In Northern Nigeria, grievance and organisation of resistance to the state could only have been framed within the context of Islam, given the history of the region. Here we have Borno’s over 1000-year history as a Muslim state and the radical tradition which came out of the Jihad of Sheikh Usmanu Dan Fodio. To compound the situation, the Northeast part of Nigeria, also suffers the worst indices of underdevelopment in our country!

The rise of Boko Haram

This was the combustible mix that conditioned the rise of the Boko Haram insurgency. Of course, the extra-judicial killing of its leaders and members, was like pouring gasoline on raging fire! Unfortunately, the partisan political position of the regime blinded the Jonathan administration, for so long. It chose to deploy troops in Borno, and these troops have been trailed by the controversy of looting, rapes and extra-judicial killings.

Unwittingly or otherwise, they became recruiting sergeants for Boko Haram and a time came, when people in Borno feared the military much more than they did Boko Haram. If the state lost the battle for the hearts and minds of its people, then it hardly ever could win a counter-insurgency war. This is the situation the Nigerian state is dealing with, as it battles the Boko Haram insurgency. It is also what explains why young people will jubilate when security men suffered reverses while battling Boko Haram in some parts of Kano!

But I still think it was a very good decision that President Jonathan has taken, to find an avenue to dialogue with Boko Haram. As the most powerful imperialist nation in history, the USA, found out in Afghanistan, there can never be ‘victory’ in a war with an adversary ideologically driven, as the Taliban.

So after deploying the most sophisticated weapons of war, with thousands of killed and injured, even the Americans have re-discovered the wisdom of dialogue.
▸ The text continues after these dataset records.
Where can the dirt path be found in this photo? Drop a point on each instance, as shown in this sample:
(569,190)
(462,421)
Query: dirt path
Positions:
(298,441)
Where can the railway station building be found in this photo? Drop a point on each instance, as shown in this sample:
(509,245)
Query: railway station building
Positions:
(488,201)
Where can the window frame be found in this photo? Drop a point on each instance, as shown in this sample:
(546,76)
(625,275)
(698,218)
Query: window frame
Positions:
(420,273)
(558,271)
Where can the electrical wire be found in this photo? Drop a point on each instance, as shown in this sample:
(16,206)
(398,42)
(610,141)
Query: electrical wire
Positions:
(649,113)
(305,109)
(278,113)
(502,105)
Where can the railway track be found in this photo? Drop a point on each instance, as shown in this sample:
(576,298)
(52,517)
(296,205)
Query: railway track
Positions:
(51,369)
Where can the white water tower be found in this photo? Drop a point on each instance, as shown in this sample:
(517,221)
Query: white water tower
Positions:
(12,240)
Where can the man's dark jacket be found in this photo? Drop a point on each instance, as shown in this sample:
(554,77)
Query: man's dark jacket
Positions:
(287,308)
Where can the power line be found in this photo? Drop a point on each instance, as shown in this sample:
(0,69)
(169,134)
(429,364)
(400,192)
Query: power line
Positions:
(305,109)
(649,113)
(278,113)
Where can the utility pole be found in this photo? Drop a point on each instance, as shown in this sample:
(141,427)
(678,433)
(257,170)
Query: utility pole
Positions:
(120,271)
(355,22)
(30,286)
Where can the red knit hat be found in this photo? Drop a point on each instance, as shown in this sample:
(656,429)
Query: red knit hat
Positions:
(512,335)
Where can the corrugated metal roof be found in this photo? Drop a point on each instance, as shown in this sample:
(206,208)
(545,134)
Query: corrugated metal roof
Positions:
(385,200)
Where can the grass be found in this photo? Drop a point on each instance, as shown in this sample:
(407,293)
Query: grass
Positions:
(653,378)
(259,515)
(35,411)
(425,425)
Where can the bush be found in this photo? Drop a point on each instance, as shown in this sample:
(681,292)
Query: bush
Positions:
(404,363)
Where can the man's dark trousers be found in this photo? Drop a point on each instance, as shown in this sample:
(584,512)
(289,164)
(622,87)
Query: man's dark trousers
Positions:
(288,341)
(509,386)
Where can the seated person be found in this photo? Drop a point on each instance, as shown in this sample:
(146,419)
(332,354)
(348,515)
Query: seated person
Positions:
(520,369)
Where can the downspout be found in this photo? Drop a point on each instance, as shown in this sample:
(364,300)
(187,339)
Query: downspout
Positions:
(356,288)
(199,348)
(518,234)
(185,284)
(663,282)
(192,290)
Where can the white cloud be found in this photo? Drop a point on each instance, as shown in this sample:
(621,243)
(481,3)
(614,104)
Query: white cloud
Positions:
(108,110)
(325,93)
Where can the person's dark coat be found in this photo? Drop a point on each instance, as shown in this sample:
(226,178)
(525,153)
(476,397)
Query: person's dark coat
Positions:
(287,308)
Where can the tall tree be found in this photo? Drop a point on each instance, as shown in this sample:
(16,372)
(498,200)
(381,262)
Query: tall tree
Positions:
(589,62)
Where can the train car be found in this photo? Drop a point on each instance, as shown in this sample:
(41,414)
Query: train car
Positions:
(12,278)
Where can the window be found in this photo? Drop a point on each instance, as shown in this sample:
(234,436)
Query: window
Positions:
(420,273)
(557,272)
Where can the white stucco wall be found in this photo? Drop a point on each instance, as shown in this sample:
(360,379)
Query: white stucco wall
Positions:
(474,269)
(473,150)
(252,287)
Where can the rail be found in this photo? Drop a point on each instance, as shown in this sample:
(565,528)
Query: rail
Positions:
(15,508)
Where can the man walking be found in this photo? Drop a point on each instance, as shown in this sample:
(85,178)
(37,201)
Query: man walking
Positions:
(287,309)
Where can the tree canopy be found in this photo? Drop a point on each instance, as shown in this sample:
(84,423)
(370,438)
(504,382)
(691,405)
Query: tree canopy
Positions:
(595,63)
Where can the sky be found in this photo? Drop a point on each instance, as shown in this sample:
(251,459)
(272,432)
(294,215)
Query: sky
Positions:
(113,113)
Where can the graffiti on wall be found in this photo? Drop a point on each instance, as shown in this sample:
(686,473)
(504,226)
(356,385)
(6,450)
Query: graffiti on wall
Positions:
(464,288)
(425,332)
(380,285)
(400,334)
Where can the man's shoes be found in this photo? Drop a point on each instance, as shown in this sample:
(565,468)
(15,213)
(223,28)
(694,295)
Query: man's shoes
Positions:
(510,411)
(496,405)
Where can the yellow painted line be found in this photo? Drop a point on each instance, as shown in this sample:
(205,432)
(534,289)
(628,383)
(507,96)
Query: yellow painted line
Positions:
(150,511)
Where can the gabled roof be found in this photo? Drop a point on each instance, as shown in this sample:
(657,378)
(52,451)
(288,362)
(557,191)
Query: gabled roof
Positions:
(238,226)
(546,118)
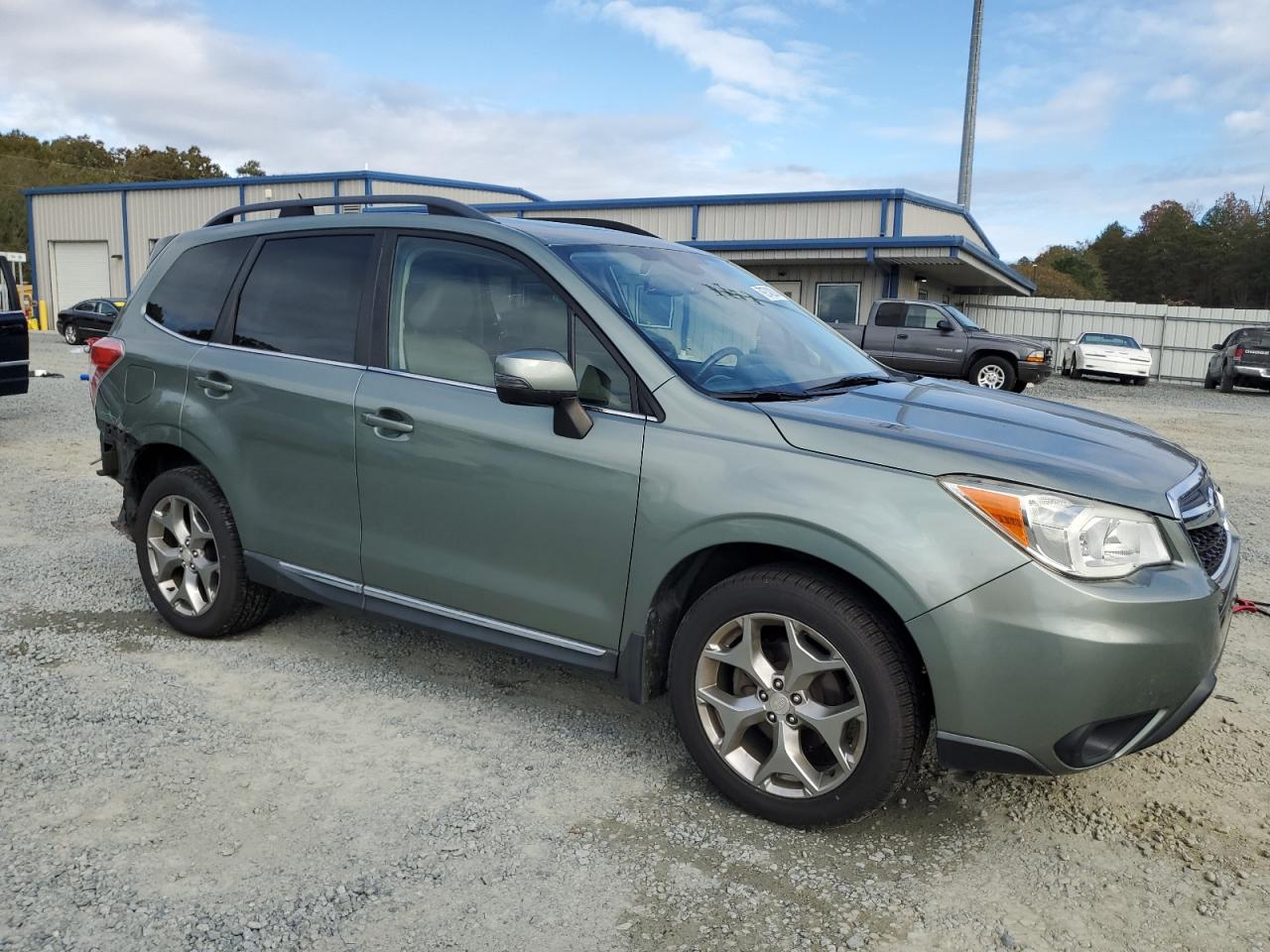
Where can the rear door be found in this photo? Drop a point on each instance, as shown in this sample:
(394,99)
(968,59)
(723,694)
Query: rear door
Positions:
(474,509)
(879,339)
(14,354)
(921,347)
(271,398)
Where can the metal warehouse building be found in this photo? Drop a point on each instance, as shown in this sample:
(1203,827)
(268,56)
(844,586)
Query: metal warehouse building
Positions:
(832,252)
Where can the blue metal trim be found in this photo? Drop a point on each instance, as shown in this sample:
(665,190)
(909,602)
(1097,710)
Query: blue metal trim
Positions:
(666,202)
(949,241)
(127,253)
(282,180)
(31,258)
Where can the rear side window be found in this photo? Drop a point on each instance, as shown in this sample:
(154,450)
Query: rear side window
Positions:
(889,315)
(304,296)
(190,296)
They want to cut their losses to be able to leave Afghanistan. The Nigerian state is a much weaker state, rolled over by corruption and deep-seated incompetence. It cannot afford to continue to waste resources needed for development, fighting an unproductive counter-insurgency that is headed nowhere!

It is a courageous decision to arrive on the shores of realism and acceptance of dialogue as the route to finding a solution to the Boko Haram insurgency. The context was different and the reasons are not the same, but the Nigerian state found a solution in the Niger Delta; it should also follow the route of dialogue with Boko Haram.